Last but not least we have someone who really turned their back
Gave up gaelic singing and listening to our crack
We can’t believe he did this and went his own sweet way
But Archbold your tea is out we’re going to have our say.
We don’t believe the rumour you left because you’re gay
Folk have told us otherwise but now you have to pay
We need you back it ain’t the same
We miss hearing Elizabeth weekly shouting out your name
At mods the girls are disappointed as they wait with bated glee
For the nocturnal knock on the door saying "open up it’s me".

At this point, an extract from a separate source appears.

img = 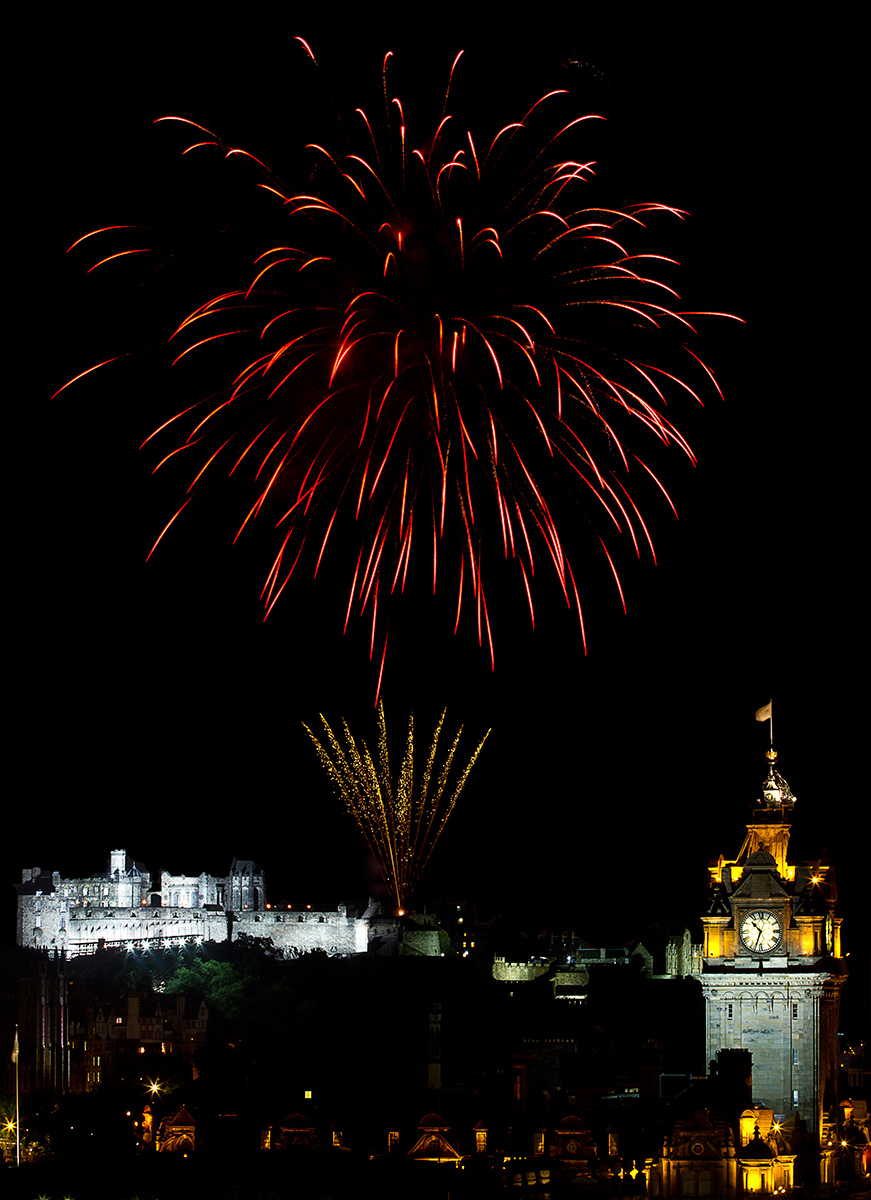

With sheena gone to cheer you up we wrote your christmas list
For a dusky maiden in your stocking was the one and only wish
But Santa said you’re having a laugh this I cannot do
At his old age and lack of hair Fran or Anna will have to do
But Fran and Anna couldn’t come they are busy with Christmas cheer
Their message was quite simple get back to choir next year
So no more feeble excuses you never got the sack
Come back to choir we miss you and we want you to come back

This is where I grovel and get down on bended knee
To ask forgivness from you all for this bit of comedy
I hope you’re not offended this was all abit of a joke
But if anyone enjoyed it mines a vodka and coke.

There is nothing left for me to say except for just one thing
Let’s have a ball and lots of fun and then just sing sing sing.